四丫听了大吃一惊,她结结巴巴地说:“姐姐夫,不不可能吧。”
“很有可能,而且,可能性极大。”易文墨肯定地说。
“您的这个推测有什么依据呢”四丫惊恐地睁大眼睛,急促地问。
“四丫,正象你所说的:二丫和石大海毫不般配,根本就不是一路人。她俩既不是同学、同事,也没有人介绍牵线,那么,他俩是怎么认识的显然,很可能是偶然相遇。这个偶然,导致二丫被欺负。在木已成舟的情况下,二丫被迫嫁给了石大海。”易文墨分析道。
“姐夫,我有一个疑问。如果二姐被石大海强暴了,为何既不报警,也不告诉家人,选择自吞苦果呢”四丫不解地问。
“四丫,我分析:二丫被石大海强暴后,曾犹豫过,徘徊过,但最终选择了和石大海结婚。主要原因有三点。第一,二丫是个极要面子的人,一旦强暴之事公开,她害怕受到世人的鄙视、非议和诽谤。第二,二丫是个非常维护家庭的人。她知道,一旦此事被老爹知道了,老爹非把石大海废了。这么一来,老爹就会触犯法律,去蹲大狱。第三,二丫曾说过,石大海的母亲是非常和善的人,如果选择报警,石大海就会被绳之以法。那么,他母亲就会老来失子。基于以上三点,二丫最终选择了忍耐。”易文墨分析得井井有条。
“姐夫,您的分析太精辟了,可以说头头是道,言之有理。”四丫钦佩地说。“不过,我有一点不明白。二姐不报警,不跟老爹说,但可以跟我们姐妹几个倾诉一下嘛,好歹也能给她出个主意呀。”

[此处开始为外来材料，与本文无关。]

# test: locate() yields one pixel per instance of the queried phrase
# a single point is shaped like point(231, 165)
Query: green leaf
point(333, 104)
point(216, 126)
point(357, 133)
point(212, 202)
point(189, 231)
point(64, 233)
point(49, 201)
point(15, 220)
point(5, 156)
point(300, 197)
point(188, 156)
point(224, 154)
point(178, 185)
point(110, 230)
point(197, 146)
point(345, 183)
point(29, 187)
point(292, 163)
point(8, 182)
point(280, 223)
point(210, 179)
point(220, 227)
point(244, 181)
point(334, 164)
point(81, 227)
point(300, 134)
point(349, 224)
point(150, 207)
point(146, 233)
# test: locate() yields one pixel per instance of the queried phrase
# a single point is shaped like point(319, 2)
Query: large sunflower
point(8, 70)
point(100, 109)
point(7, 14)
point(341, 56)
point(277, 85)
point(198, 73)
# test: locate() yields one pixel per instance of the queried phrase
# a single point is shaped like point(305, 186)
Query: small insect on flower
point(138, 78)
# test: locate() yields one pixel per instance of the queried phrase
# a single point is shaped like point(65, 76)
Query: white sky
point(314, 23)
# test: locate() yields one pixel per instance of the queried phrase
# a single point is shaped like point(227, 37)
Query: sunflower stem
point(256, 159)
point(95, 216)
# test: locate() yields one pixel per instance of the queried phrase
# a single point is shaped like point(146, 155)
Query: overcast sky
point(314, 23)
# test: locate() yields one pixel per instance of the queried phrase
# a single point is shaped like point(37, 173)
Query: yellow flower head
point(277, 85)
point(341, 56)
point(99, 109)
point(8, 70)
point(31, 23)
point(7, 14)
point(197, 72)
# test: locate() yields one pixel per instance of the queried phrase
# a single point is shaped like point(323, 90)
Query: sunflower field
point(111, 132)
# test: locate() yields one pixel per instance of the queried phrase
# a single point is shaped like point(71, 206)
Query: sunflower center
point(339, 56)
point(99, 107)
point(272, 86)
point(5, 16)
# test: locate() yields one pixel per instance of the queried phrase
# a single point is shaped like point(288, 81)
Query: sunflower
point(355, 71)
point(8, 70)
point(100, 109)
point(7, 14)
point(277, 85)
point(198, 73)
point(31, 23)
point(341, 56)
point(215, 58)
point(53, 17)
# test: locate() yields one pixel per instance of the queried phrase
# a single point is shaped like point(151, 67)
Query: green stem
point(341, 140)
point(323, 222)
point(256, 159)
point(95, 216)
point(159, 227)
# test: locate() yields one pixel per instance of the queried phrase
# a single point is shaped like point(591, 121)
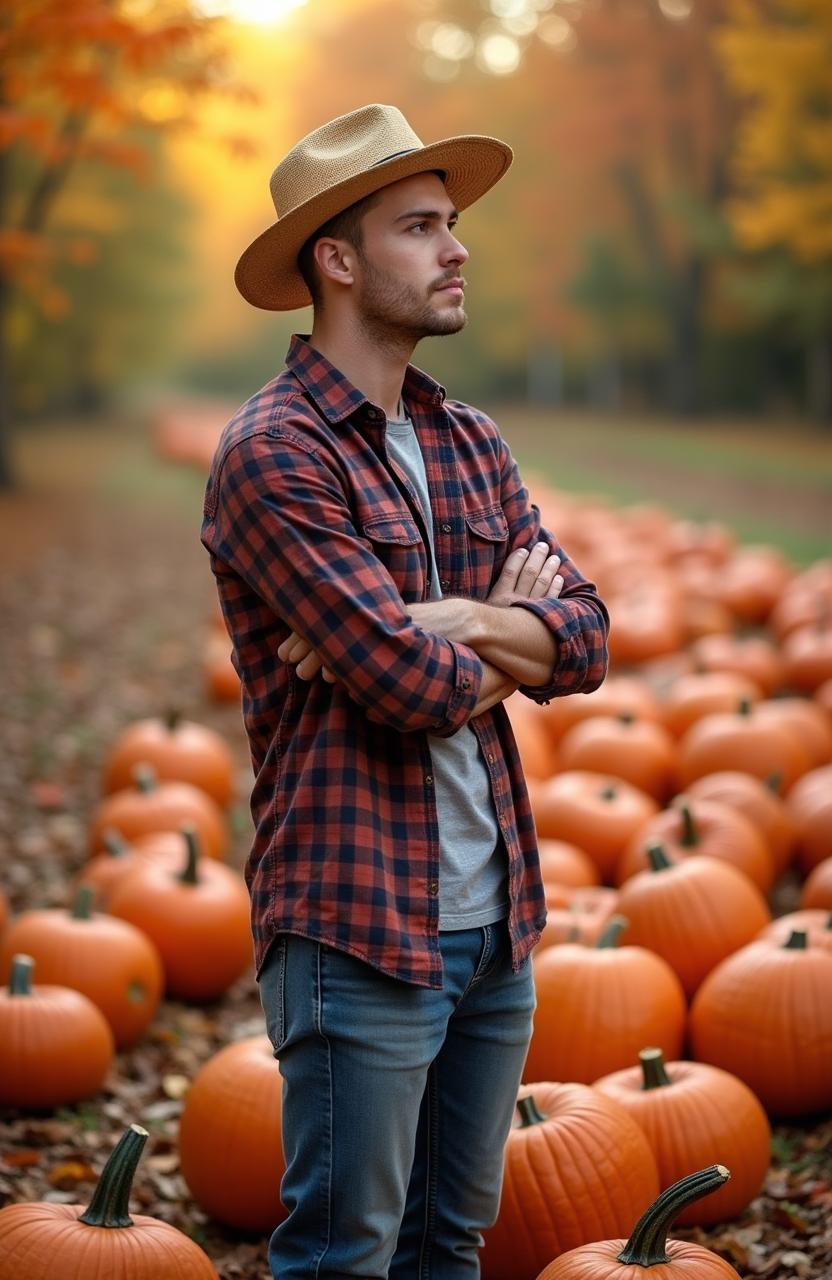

“四丫,你让二丫跟谁倾诉跟你说你那时还小。跟三丫说她乍乍乎乎嚷得满天下都知道。跟大丫说,她只会陪着流泪。”易文墨长叹了一口气。“可想而知,二丫那时是上天无路,下地无门呀。”
“唉姐夫,要是那时候您到陆家来就好了,二姐一定会找您倾诉,让您给拿个主意。”四丫唉声叹气地说。
“如果那时我在陆家,多少能给二丫一点安慰,不至于让她感到孤立无援。”易文墨脸色黯淡。他想象着:那时的陆二丫该是何等的痛苦呀。
“姐夫,我听二姐说,是您出的主意,让她跟石大海离婚。”四丫说。
“是啊,石大海一点家庭责任感也没有,今天,他能把房子卖了,明天,他就会卖老婆、卖小孩。不是我危言耸听,二丫若不果断跟石大海离婚,非落到这一步不可。”易文墨义愤填膺地说。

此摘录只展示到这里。